In another part of the legend, Ruesi Vasuthep, either alone or with Sukkhatanta, travelled to Lavo to invite Princess Camadevi to rule Hariphunchai. She accepted and travelled north with a retinue that included scholars, monks, and artisans. Her arrival is described as the beginning of the Hariphunchai Kingdom and the establishment of a centre of Mon culture and Theravada Buddhism in the region. Vasuthep is said to have remained a spiritual adviser and protector of the kingdom during her reign.

Some scholars have suggested that Vasuthep's religious background may have been connected to Vaishnavism, a tradition of Hinduism. This interpretation is based partly on the conch-shaped layout attributed to Hariphunchai, since the conch is an emblem of the Hindu deity Vishnu.

Some scholars identify Vasuthep as an Indian ascetic, while people in Chiang Mai and Lamphun traditionally identify him as a Lawa.

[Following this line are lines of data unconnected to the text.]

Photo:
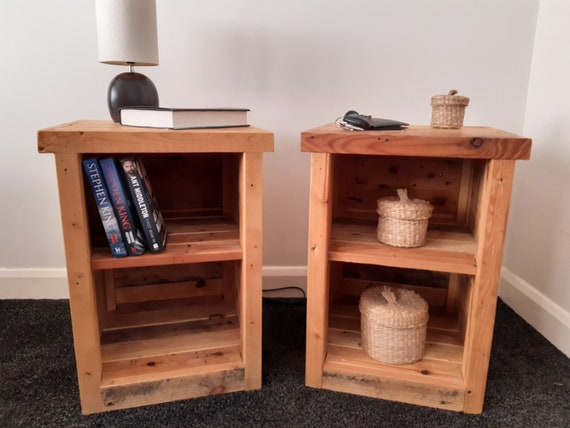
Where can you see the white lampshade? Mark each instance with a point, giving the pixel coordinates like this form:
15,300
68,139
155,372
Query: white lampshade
126,32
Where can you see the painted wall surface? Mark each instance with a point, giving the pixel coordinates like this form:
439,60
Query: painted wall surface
295,64
536,264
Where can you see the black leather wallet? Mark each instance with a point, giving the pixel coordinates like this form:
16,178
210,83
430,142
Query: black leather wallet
354,121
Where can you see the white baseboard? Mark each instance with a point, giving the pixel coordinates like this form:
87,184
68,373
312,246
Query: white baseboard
545,315
33,283
284,281
278,281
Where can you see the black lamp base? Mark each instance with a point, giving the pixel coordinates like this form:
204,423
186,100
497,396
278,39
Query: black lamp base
130,89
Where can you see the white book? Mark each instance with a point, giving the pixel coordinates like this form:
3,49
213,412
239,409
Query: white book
184,118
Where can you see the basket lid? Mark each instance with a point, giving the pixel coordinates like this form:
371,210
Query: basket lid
394,307
450,99
404,207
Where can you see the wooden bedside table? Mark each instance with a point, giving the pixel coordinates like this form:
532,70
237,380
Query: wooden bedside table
467,175
186,322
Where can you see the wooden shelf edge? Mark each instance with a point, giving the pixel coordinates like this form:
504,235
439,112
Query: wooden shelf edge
386,388
452,252
220,379
174,254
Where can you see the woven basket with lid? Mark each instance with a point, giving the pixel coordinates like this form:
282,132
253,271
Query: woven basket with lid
448,111
393,323
403,222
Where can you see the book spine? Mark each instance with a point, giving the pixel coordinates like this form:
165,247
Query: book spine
149,215
105,207
126,216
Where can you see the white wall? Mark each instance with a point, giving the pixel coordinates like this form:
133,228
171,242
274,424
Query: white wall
536,271
296,64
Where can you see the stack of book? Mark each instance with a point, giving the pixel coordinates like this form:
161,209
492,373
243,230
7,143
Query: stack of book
130,215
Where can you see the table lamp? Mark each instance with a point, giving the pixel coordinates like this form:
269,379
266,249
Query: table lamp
127,35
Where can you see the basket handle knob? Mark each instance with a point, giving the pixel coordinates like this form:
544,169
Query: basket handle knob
389,295
403,195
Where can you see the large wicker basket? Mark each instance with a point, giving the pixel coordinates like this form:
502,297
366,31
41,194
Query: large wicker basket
393,322
403,222
448,111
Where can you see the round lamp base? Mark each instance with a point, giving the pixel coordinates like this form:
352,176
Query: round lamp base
129,90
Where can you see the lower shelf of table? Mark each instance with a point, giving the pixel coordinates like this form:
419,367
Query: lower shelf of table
149,358
435,381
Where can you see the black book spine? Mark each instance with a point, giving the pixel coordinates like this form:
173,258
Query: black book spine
126,215
146,207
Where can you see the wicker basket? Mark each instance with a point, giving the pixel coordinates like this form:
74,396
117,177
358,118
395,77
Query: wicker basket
393,323
448,110
402,222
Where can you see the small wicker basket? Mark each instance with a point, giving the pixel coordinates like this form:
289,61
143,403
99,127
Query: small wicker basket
403,222
448,110
393,324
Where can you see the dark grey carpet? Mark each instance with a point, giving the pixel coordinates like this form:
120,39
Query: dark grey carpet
528,382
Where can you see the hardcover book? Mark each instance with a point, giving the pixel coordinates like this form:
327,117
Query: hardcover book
147,209
184,118
124,210
105,207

In the legend of Pu Sae and Ya Sae, which appears in sources including The Chiang Mai Chronicle, The Original Chronicle of Chiang Mai, and the Dhamma Chronicle of Wat Nantararam, Sudeva is described as a son of the legendary giants Pu Sae and Ya Sae.

According to the Mulasasana (ตำนานมูลศาสนา, Chronicle of the Origins of the Religion), Vasudeva was ordained as a Buddhist monk with four other noblemen: Sukkhatanta, Anusissa, Phutthachadila, and Suphromma. They later decided to leave the monkhood because they considered the monastic rules too difficult to follow in their entirety. They became hermits in the Himavanta forest, where they practised asceticism and eventually attained spiritual realisation.

One day, the five hermits wanted to eat food with sour and salty flavours, which they associated with ordinary human food. They therefore left the Himavanta forest and settled in different places. Sukkhatanta Ruesi went to Lavo; Anusissa Ruesi settled in Litawanli Nakhon; Phutthachadila Ruesi stayed on Doi Chuhabanphot; and Suphromma Ruesi lived on Doi Khao Ngam in Mueang Nakhon. Vasudeva Ruesi descended to Doi Ucchubhanphata, now known as Doi Suthep.